# 1. Matrix Multiplication with NumPy
Matrix operations can be signifincatly faster with NumPy due to its optimized C backend.

Why NumPy

- Uses vectorized operations instead of Python loops.
- Efficient memory management.
- Parallel computation under the hood (uses BLAS libraries).

In [1]:
import numpy as np
import time 

# Generate large random matrices
size = 1000
A = np.random.rand(size, size)
B = np.random.rand(size, size)

# Perform matrix multiplication 
start_time = time.time()
C = np.dot(A, B) # Optimized with NumPy
end_time = time.time()

print(f'Matrix multiplication took {end_time - start_time:.2f} seconds.')

Matrix multiplication took 0.01 seconds.


# 2. Parallel Processing with concurrent.futures
Suppose you want to process a large dataset by applying a computationally expensive function to each chunk. parallelism can help.

Why Parallelism?
- Utilizes multiple CPU cores for faster processing.
- Suitable for tasks that are CPU-bound

In [1]:
import concurrent.futures
import numpy as np
import time
from my_functions import expensive_function

if __name__ == '__main__':
    # Generate a large dataset
    data = np.random.rand(10_000_000)

    # Split data into chunks
    num_chunks = 8
    chunk_size = len(data) // num_chunks
    chunks = [data[i * chunk_size:(1+i) * chunk_size] for i in range(num_chunks)]

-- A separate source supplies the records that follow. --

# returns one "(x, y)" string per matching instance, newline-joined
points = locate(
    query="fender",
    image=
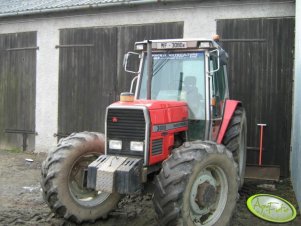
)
(230, 107)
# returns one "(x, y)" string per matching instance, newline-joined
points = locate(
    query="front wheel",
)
(198, 185)
(64, 178)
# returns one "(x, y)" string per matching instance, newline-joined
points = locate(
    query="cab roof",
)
(182, 44)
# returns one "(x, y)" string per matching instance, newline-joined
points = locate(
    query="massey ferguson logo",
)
(114, 119)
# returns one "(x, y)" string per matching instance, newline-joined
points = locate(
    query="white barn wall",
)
(199, 21)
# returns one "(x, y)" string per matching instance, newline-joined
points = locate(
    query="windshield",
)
(178, 76)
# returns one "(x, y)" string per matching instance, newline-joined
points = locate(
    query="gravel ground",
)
(21, 201)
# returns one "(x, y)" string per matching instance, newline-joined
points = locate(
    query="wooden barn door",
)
(90, 72)
(17, 90)
(261, 76)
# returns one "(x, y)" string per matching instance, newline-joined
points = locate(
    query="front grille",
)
(157, 147)
(126, 125)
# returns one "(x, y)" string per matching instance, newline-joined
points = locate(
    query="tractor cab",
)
(193, 71)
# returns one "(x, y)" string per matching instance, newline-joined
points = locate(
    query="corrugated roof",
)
(15, 7)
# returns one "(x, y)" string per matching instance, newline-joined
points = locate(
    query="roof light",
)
(139, 47)
(171, 45)
(216, 37)
(205, 45)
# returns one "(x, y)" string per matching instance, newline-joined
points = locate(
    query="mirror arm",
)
(125, 62)
(218, 61)
(132, 83)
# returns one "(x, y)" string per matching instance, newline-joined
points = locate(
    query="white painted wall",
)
(296, 126)
(199, 21)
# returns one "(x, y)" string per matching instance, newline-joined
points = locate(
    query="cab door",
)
(219, 93)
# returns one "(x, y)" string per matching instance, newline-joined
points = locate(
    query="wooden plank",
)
(92, 78)
(18, 87)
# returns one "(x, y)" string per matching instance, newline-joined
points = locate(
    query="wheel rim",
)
(82, 195)
(208, 196)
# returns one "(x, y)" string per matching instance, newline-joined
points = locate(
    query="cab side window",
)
(219, 89)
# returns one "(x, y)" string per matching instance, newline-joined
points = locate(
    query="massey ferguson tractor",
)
(178, 130)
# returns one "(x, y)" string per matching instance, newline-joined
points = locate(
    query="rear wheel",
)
(63, 179)
(235, 140)
(197, 185)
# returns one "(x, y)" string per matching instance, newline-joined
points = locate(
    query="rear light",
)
(136, 146)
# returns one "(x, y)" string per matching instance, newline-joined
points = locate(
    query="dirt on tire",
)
(21, 201)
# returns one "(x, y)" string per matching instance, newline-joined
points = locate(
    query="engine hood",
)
(151, 104)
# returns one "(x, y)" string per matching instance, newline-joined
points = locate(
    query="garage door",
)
(261, 75)
(91, 74)
(17, 90)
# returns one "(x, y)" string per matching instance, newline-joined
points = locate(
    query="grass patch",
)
(13, 150)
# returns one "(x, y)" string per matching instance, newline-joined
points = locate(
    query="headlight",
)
(115, 144)
(136, 146)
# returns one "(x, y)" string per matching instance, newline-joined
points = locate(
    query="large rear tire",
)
(63, 175)
(235, 140)
(198, 185)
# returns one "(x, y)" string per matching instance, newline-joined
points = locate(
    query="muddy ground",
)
(21, 201)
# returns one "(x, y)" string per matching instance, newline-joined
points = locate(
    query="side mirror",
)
(215, 53)
(131, 62)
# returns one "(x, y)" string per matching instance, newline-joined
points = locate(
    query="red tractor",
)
(178, 130)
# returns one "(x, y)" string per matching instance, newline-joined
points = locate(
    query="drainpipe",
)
(149, 70)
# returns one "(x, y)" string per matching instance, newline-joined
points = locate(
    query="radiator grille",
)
(157, 147)
(126, 125)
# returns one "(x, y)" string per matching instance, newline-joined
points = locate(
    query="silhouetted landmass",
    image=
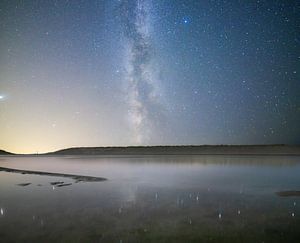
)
(3, 152)
(77, 178)
(185, 150)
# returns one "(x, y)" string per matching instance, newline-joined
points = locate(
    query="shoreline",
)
(77, 178)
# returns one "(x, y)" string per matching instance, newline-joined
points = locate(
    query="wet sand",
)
(288, 193)
(77, 178)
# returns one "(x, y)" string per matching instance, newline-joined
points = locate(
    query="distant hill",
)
(3, 152)
(184, 150)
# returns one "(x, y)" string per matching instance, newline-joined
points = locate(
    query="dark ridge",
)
(184, 150)
(3, 152)
(77, 178)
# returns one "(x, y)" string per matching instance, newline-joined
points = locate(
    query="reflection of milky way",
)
(144, 111)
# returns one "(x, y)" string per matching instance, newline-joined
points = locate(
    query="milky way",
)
(148, 72)
(145, 111)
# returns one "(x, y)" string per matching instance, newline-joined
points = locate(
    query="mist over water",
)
(150, 198)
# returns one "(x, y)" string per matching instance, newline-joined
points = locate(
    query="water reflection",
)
(153, 199)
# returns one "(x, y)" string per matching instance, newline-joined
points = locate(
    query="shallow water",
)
(151, 199)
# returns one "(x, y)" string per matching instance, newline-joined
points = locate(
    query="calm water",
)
(152, 199)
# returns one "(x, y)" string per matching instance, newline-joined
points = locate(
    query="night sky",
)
(142, 72)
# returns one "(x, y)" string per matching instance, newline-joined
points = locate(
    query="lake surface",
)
(152, 199)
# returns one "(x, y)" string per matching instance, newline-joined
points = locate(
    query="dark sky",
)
(148, 72)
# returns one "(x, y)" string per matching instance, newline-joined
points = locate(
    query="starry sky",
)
(148, 72)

    # Sequential processing 
    start_time = time.time()
    results = [expensive_function(chunk) for chunk in chunks]
    sequential_time = time.time()-start_time
    print(f'Sequential processing took {sequential_time:.2f} seconds.')

    # Parallel processing
    start_time = time.time()
    with concurrent.futures.ProcessPoolExecutor() as executor:
        results_parallel = list(executor.map(expensive_function, chunks))
    parallel_time = time.time() - start_time
    print(f'Parallel processing took {parallel_time:.2f} seconds.')
    

Sequential processing took 0.31 seconds.
Parallel processing took 0.37 seconds.


# 3. Combining NumPy and Parallelism
Optimize both the computation and execution by using NumPy for vectorized operations and concurrent.futures for multitasking

In [3]:
import numpy as np 
import concurrent.futures
import time

from my_functions import process_chunk

if __name__ == '__main__':
    # Generate a large dataset
    data = np.random.rand(10_000_000)

    # Split data into chunks
    num_chunks = 8
    chunk_size = len(data) // num_chunks
    chunks = [data[i * chunk_size:(i+1) * chunk_size] for i in range(num_chunks)]

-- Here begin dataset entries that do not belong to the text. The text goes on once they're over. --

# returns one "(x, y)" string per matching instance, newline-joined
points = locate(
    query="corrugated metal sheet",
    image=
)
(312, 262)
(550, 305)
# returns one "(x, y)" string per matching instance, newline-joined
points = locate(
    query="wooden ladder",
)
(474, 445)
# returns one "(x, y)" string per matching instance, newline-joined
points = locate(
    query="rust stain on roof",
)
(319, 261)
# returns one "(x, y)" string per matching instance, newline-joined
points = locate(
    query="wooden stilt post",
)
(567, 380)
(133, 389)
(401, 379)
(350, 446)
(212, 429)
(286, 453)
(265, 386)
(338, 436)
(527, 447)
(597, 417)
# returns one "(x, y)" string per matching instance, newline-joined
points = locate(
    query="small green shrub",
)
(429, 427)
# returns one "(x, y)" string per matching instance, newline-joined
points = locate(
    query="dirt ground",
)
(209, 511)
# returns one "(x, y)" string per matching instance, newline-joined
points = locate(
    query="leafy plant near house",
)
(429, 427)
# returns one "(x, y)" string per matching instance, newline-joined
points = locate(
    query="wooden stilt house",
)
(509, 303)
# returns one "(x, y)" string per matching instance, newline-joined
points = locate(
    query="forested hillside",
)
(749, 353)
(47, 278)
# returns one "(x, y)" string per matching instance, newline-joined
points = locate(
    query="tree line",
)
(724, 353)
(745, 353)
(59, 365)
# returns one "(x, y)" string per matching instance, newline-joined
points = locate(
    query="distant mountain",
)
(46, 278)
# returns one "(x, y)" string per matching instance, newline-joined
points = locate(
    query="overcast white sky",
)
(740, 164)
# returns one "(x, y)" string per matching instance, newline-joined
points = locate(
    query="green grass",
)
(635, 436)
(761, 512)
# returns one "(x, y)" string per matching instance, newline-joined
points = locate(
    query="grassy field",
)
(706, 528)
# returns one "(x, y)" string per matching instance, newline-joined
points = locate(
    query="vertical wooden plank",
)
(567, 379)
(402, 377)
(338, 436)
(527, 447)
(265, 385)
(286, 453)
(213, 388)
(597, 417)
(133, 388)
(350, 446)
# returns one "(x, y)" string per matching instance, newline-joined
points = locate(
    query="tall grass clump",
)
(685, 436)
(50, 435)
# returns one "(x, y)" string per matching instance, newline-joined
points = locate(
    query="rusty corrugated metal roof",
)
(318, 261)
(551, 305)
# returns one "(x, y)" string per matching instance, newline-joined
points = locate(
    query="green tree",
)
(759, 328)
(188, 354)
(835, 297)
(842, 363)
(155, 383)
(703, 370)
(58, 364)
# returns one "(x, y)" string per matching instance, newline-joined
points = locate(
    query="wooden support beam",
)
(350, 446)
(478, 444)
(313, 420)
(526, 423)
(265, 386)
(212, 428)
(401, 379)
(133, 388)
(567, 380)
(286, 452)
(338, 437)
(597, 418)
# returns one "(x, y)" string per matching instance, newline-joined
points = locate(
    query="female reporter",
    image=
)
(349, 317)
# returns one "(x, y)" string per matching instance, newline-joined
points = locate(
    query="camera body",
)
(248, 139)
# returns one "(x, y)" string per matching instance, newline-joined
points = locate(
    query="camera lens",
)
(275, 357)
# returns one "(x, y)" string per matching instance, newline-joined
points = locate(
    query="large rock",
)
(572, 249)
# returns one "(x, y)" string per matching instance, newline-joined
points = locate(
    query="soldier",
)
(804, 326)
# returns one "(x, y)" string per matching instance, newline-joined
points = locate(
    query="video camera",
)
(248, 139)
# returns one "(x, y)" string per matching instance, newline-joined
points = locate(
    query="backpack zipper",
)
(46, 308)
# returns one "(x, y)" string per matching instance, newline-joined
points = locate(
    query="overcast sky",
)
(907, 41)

    # Parallel processing with NumPy
    start_time = time.time()
    with concurrent.futures.ProcessPoolExecutor() as excutor:
        results = list(excutor.map(process_chunk, chunks))
    parallel_time = time.time() - start_time

    print(f'Parallel processing with NumPy took {parallel_time:.2f} seconds.')

Parallel processing with NumPy took 0.22 seconds.


# 4. Efficient Data Aggregation with NumPy
Compute the sum of squares for a large dataset efficiently.

Why use NumPy here?
- Eliminates the need for loops in python.
- Minimizes overhead and maximizes memory locality.

In [4]:
import numpy as np
import time

# Generate a large dataset
data = np.random.rand(100_000_000)

# Efficient computation with NumPy
start_time = time.time()
result = np.sum(data ** 2)
end_time = time.time()

print(f'Sum of squares computed in {end_time - start_time:.2f} seconds.')

Sum of squares computed in 0.54 seconds.